His treatment included a double mastectomy, cycles of chemotherapy and then radiotherapy. Mike saw his consultant last week who said the scans were as good as they could possibly be. He felt everything had gone as well as anyone could have dared hope and a lot of the good response was due to my brother’s ‘positivity’ that his consultant would like to bottle if it were possible!!!
Mike’s blog has reached fellow cancer patients all around the world and comments posted show how beneficial his experiences and advice have been. With this in mind I thought it would be advantageous to include details of a GP’s perspective of his own journey as a patient through his 6 cycles of chemo; for those on the Roseland who find themselves or know of friends in a similar situation.
From November 2014’s blog – Chemotherapy some lessons learnt
Lessons learnt in no particular order:
- Stay positive. Keep looking at diet (some wonderful immune boosting recipes found detailed at the bottom of this link) and lifestyle changes and accept support in all ways.
- Long line – Portacath in my case, is very important and every patient needs to look after it and understand how it works and the ways of using, accessing it and looking after it. District nurses are usually involved.
- Understand what Chemotherapy drug regimen you have been prescribed and check that you are given what you think you should be having.
- Ask questions and if necessary write them down before appointments so that you do not forget what to ask. It is important to fully understand the treatment you are having and the reasons for it.
- In chemo suite relax you are in good hands, work with the nurses to let everything run smoothly.
- Make sure you have blood tests as ordered by your doctor, preferably at your GP surgery , as it is useful for them to be involved and be aware what is going on. Letters from the hospital can sometimes take a long time to get to GPs and patients and are therefore out of date.
- Relax when having your chemo, read a book, listen to music or read a newspaper, anything that will help the time pass easily.
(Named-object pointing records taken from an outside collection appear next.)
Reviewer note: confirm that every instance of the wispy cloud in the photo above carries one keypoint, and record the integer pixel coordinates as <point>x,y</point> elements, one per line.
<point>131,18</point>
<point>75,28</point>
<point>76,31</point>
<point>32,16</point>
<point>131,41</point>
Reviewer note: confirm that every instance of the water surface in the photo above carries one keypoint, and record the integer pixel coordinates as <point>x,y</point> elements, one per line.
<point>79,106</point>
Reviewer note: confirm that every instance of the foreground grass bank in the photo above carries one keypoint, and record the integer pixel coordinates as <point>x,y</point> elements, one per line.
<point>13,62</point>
- Cold Cap: I used it for 3 sessions but should have stopped earlier. Do not be afraid to stop using it , the side effect of a nasty sick headache was too much for me. In the end I became more worried about the cold cap rather than the chemo!
- Hair loss- is variable. I have lost quite a lot of body hair but not all. Eyebrows are thinned, as is my scalp. For me this has not been a particular issue but I fully understand that for some younger ladies this is a very important subject. Nearly everyone says they know someone whose their hair grew back thicker and stronger post chemo, and where more than happy in the end. Time will tell.
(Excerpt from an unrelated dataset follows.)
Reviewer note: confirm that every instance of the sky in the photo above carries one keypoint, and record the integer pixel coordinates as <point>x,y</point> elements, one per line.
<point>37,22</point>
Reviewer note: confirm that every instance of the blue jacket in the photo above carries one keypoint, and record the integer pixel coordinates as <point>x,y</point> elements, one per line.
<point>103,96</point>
- Rest. It is important to rest more when having chemo. I definitely think that days 5 – 9 are the most important and rest is essential during this time. For me it meant 2 extra naps a day for anything from 30 minutes to one and a half hours. Everyone is different but do not worry if you head back to bed regularly over these days.
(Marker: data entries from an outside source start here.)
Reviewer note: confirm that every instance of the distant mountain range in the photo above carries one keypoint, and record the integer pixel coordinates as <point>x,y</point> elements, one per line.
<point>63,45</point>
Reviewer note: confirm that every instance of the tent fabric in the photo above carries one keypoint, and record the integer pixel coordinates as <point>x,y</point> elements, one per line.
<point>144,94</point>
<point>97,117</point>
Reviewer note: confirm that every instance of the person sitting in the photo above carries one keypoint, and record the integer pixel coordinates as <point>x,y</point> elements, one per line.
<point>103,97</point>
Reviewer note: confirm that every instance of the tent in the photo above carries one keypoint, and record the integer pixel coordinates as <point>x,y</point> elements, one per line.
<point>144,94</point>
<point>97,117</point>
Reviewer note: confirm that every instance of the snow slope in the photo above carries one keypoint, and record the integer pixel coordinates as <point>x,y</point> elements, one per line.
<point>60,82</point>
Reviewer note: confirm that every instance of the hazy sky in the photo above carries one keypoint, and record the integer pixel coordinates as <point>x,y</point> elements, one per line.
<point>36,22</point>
- Drugs for side effects: make sure that all the drugs prescribed are taken regularly. They are needed to prevent side effects rather than treat them. For me nausea was a worry but I only had the ondansetron for the FEC chemo of the first 3 cycles, and was lucky I had little serious nausea and no vomiting. Injections are sometimes given to help the white blood cells from going too low, these are taken for 8 days from the day after chemo, I self-administered into my abdomen easily, but otherwise district nurses or practice nurses will administer. They can give generalised aches and pains but on finishing usually herald the start of some improvement of the side effects.
- Bowels must be kept regular as any upset either way can make one feel rotten. Ondansetron causes constipation so take medicines to keep your regular. Lactulose is a softener and not a stimulant so if you are having difficulty with constipation may need Senna or Laxido.
- Steroids made me feel great but a little high! Sleep was affected only 3 hours per night, so again this has a knock on effect on tiredness. NOTE should be taken after meals breakfast and lunch not later in the day.
14. Plan your better times carefully. Towards the end I was getting too busy during my better times this also takes its toll.
Another thing that has been keeping Mike busy is producing a Calendar for 2015 depicting some of the paintings he has done over the last year; proceeds are going towards refurbishment of Northampton General Hospital’s Chemotherapy suite where he was so well looked after. The photograph taken by Mike is from the cover of his Calendar and reminds me of the amazing sunset over St Mawes on 26th January; if you had painted those colours no one would have believed you unless they had seen it for themselves! The painting is my favourite from within the Calendar, what a talent and such a wonderful way to unwind.
Wishing you a continued happy and healthy 2015.